Contracts I, Pages 158–164 (ed. 1)

Webb v. McGowin

Court of Appeals of Alabama, 1935

Facts:

Plaintiff was was working at a lumber mill and was clearing the upper floor of the mill. Part of this was done by dropping a 75-pound pine block to the ground floor. As he was pushing it off, he saw McGowin below. Concerned the fall of the block would kill McGowin, plaintiff fell off with the block. This diverted the block from hitting McGowin, but permanently crippled Webb. Because plaintiff had prevented McGowin from being killed, he agreed to pay plaintiff $15 every fortnight for the rest of plaintiff's life. These payments continued regularly for almost ten years until McGowin died. Two more payments were then sent, at which time they were discontinued.

Procedural History:

The lower court sustained defendant's demurrer.

Issue:

Was McGowin's promise to pay someone for saving his life valid?

Defendant's Arguments:

  • Plaintiff states no cause of action

  • The contract was without consideration.
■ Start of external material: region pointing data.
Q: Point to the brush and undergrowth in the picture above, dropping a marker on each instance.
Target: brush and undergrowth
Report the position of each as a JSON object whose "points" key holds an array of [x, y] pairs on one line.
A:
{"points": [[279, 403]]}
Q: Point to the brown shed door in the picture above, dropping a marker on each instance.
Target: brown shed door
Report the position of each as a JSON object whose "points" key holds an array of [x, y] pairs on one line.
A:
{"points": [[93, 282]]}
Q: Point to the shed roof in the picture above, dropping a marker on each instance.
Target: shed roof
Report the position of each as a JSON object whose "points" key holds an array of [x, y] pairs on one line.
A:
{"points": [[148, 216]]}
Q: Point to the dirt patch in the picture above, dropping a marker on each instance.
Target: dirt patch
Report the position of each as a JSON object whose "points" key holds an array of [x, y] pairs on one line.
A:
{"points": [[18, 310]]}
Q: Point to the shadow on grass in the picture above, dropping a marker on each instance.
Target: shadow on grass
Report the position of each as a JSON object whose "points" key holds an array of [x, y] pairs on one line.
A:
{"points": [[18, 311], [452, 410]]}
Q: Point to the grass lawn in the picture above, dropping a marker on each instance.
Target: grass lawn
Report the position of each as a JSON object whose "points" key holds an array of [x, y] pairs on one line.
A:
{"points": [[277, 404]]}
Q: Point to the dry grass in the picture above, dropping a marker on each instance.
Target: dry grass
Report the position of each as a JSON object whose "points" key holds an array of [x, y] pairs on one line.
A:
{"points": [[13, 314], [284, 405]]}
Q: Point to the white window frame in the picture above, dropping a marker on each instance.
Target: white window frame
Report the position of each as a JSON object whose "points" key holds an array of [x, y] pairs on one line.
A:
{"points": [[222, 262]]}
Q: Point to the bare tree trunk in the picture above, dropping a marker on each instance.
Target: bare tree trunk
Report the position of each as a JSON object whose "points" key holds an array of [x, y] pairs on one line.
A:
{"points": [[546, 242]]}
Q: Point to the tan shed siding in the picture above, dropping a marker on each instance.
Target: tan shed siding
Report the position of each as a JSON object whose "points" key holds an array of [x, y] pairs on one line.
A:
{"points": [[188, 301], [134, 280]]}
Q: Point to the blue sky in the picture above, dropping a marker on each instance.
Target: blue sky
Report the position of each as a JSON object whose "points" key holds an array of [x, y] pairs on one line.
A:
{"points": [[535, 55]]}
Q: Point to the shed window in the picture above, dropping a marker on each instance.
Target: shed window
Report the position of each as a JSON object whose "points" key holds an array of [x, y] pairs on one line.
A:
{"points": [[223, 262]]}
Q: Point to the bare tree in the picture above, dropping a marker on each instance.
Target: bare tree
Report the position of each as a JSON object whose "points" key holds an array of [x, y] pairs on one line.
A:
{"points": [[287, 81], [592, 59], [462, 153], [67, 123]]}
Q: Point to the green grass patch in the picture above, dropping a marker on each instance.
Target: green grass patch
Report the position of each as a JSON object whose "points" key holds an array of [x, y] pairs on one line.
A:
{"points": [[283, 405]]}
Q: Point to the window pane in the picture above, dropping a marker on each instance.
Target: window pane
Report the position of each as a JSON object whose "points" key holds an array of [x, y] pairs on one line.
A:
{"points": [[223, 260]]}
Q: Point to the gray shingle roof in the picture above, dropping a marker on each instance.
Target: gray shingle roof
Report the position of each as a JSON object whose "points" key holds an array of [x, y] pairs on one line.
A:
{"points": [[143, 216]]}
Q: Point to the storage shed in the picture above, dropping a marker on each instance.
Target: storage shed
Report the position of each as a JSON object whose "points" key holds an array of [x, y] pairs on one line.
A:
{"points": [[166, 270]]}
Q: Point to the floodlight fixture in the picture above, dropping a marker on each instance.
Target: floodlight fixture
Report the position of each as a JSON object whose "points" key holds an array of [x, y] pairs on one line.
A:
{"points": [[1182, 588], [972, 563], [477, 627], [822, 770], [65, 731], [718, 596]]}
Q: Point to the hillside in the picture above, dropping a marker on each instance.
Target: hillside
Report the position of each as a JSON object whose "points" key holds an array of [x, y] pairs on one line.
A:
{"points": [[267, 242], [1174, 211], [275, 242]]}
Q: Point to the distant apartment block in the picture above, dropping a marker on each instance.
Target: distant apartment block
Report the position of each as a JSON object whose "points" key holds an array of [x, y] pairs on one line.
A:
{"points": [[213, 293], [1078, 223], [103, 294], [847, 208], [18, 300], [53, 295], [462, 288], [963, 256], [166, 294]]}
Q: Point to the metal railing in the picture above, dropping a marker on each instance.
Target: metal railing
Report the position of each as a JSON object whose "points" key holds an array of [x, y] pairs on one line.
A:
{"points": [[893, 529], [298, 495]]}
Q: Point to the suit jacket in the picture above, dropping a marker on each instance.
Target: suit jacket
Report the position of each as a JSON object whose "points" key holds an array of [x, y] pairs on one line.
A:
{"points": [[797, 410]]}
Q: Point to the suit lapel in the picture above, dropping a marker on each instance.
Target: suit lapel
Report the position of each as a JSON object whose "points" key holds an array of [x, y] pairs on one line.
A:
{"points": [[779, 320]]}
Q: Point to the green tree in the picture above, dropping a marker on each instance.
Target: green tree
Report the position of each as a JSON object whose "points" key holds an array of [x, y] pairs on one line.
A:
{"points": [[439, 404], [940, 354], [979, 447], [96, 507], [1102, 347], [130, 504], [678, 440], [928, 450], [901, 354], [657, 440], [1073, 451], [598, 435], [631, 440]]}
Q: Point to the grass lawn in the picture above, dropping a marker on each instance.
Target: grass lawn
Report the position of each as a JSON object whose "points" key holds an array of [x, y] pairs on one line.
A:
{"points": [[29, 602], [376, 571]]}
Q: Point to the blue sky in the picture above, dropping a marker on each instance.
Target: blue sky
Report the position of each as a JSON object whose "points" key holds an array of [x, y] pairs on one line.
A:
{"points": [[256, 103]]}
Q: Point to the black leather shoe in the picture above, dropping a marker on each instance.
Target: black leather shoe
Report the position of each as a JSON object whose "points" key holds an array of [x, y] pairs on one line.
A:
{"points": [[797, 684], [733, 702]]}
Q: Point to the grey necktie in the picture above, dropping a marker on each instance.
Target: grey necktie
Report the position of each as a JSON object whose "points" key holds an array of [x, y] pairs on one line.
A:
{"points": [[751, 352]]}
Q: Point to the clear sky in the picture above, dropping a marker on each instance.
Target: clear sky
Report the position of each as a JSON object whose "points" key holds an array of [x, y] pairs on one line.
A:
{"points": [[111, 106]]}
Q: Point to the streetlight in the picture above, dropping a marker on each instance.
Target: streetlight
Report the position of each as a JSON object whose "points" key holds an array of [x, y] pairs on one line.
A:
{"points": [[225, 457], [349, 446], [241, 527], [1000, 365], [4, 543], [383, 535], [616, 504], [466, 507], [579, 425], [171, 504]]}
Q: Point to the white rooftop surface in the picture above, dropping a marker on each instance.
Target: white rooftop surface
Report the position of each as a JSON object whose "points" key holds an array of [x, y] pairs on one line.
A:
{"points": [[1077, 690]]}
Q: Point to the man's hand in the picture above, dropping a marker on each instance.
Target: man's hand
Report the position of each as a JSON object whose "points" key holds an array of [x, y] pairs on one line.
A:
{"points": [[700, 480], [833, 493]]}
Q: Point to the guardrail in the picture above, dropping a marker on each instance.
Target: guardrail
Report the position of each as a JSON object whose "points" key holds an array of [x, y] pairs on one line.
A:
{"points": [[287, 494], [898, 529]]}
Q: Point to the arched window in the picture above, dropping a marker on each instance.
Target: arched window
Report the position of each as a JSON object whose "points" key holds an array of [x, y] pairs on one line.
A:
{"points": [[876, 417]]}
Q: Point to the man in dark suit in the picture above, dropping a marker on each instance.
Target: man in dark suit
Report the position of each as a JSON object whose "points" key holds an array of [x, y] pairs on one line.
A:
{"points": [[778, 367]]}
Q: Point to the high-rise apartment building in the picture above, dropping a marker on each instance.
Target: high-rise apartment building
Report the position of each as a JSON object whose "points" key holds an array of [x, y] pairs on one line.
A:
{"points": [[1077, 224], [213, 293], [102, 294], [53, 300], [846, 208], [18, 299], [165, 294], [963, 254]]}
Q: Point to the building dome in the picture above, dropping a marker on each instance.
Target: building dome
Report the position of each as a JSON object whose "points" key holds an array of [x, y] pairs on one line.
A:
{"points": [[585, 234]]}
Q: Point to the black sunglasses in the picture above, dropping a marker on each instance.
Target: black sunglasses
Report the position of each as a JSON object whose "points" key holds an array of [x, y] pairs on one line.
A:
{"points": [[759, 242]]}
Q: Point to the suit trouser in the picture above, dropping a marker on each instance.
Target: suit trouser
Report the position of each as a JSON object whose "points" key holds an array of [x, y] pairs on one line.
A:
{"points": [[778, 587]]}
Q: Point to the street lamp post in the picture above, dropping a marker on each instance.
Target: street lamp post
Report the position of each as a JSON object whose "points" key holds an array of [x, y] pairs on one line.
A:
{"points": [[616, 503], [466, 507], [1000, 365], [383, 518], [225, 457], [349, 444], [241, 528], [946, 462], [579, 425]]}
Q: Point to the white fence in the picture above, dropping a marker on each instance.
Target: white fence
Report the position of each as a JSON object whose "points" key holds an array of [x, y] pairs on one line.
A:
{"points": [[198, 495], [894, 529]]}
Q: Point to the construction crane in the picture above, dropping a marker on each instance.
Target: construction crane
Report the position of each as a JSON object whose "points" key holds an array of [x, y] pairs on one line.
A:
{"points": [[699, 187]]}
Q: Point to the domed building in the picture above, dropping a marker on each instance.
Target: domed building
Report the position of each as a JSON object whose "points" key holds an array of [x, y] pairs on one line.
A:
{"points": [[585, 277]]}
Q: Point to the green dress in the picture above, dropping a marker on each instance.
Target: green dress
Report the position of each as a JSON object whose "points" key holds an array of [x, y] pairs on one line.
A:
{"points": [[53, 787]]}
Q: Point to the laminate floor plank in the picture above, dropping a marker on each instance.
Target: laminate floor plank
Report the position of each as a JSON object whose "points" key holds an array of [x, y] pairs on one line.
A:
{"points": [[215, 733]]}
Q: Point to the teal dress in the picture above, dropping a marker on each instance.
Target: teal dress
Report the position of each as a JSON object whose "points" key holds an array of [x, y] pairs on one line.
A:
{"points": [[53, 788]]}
  • McGowin did not offer to pay before the services were rendered.

  • The contract is void under the statute of frauds.

Rule:

Where the promisee cares for, improves, and preserves the property of the promisor, though done without his request, it is sufficient consideration for the promisor's subsequent agreement to pay for the service, because of the material benefit received.

Reasoning:

One's body and life are quite valuable property. Saving it was then sufficient consideration for McGowin's promise.

Holding:

Yes, McGowin's promise to pay plaintiff for saving his life was valid. Reversed and remanded.